The example in this article shows how to extract the links, rearrange them, and save them as a CSV file. If necessary, link status checks and re-creating a bookmark file can also be included. First, let's look at the format of the exported HTML file. We will use this format to collect the links.
The goal of the example process I will address in this article is to extract links from the exported file and reorganize them. If necessary, tasks such as link status checks and creating a new bookmark file can also be included.

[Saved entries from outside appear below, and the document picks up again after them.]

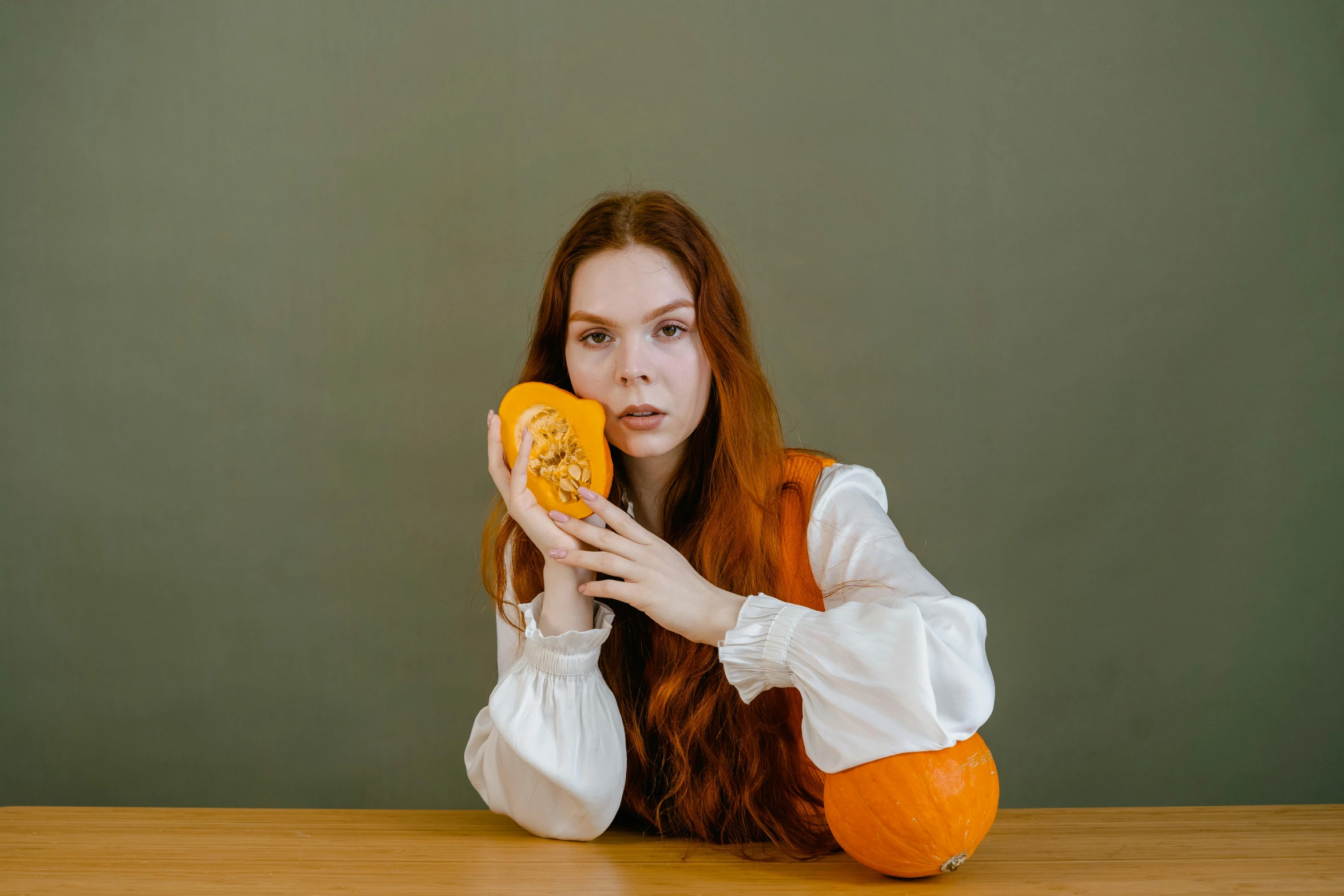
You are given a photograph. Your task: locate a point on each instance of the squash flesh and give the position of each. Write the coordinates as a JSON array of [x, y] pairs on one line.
[[569, 445]]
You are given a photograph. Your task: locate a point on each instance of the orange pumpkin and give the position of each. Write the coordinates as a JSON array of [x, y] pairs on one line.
[[916, 813], [569, 444]]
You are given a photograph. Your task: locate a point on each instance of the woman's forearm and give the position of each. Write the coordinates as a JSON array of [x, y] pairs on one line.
[[565, 609]]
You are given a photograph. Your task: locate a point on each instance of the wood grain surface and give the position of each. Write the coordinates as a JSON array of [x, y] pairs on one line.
[[1214, 849]]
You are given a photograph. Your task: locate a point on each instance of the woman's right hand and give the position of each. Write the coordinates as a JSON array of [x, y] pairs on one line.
[[519, 500]]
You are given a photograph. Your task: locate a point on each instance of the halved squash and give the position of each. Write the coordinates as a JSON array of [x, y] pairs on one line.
[[916, 813], [569, 445]]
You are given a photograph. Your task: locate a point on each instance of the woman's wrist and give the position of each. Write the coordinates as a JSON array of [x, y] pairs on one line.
[[563, 609], [730, 610]]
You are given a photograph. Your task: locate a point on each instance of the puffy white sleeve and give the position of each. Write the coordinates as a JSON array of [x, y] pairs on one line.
[[896, 664], [548, 750]]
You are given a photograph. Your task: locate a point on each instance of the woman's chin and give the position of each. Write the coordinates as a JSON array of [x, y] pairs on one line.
[[652, 444]]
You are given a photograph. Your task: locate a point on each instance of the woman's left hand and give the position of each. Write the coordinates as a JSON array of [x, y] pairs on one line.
[[659, 581]]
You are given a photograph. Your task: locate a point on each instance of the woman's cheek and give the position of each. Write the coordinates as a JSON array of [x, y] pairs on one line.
[[687, 374]]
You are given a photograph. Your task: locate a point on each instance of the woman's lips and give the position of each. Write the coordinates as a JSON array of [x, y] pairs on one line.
[[642, 420]]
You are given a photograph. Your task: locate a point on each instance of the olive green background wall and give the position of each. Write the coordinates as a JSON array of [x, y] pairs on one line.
[[1066, 276]]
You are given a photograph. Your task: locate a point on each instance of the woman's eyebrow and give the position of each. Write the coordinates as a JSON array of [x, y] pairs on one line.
[[671, 306], [648, 318]]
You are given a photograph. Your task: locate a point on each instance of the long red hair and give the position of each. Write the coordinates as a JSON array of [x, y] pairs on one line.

We can start with the basic format for the code provided below.
Google Bookmarks
Google Chrome uses the following structure as a basis for importing and exporting the bookmarks1. In this structure, the DT > H3
refers to the directories, DL
refers to subdirectories and the P
refers to content.
<DL><p>
<DT><H3 ADD_DATE="..." LAST_MODIFIED="..." PERSONAL_TOOLBAR_FOLDER="true">Bookmarks Bar</H3>
<DL><p>
<DT><H3 ADD_DATE="..." LAST_MODIFIED="...">Training</H3>
<DL><p>
<DT><A HREF="..." ADD_DATE="..." ICON="...">...</A>
<DT><A HREF="..." ADD_DATE="..." ICON="...">...</A>
<DT><A HREF="..." ADD_DATE="..." ICON="...">...</A>
</DL><p>
</DL><p>
</DL><p>
The bookmarks.html
file in the repo can also be examined as an example.
Data Scraping repository is a collection of subdirectories, each of which contains a separate scraping project. You can find the repository homepage here, where you can learn more about our projects.
Using the python file named organize-links in the google-chrome-bookmarks directory in the Data Scraping repo, the exported HTML file content can be reorganized and saved as CSV. In the reorganization process, the exclusion_domains parameter, which is provided by default, represents the domain names to be excluded from the reorganization process, and separate_domains represents the domain names that need to be exported as separate CSV files.
An example usage for scrape_html
is provided below.
scrape_html(
input_path="/Users/user/Desktop/Data-Scraping/google-chome-bookmarks/bookmarks.html",
output_dir="/Users/user/Desktop",
filename="bookmark",
extension="csv",
strip_char="...",
max_text_length=50,
exclusion_domains=["facebook.com", "twitter.com"],
separate_domains={
"eksisozluk.com": "eksisozluk_links",
"etsy.com": "etsy_links",
"tr.pinterest.com": "pinterest_links",
"imdb.com": "imdb_links",
}
)
When the code is executed, output_is
will be checked, and the main directory and related separate link files will be created as defined by the scrape_html
parameters.
.
├── bookmark.csv
├── eksisozluk_links.csv
├── etsy_links.csv
├── github_links.csv
├── imdb_links.csv
├── medium_links.csv
├── pinterest_links.csv
└── youtube_links.csv
1 directory, 8 files
The result will be similar to the folder/file structure shown above.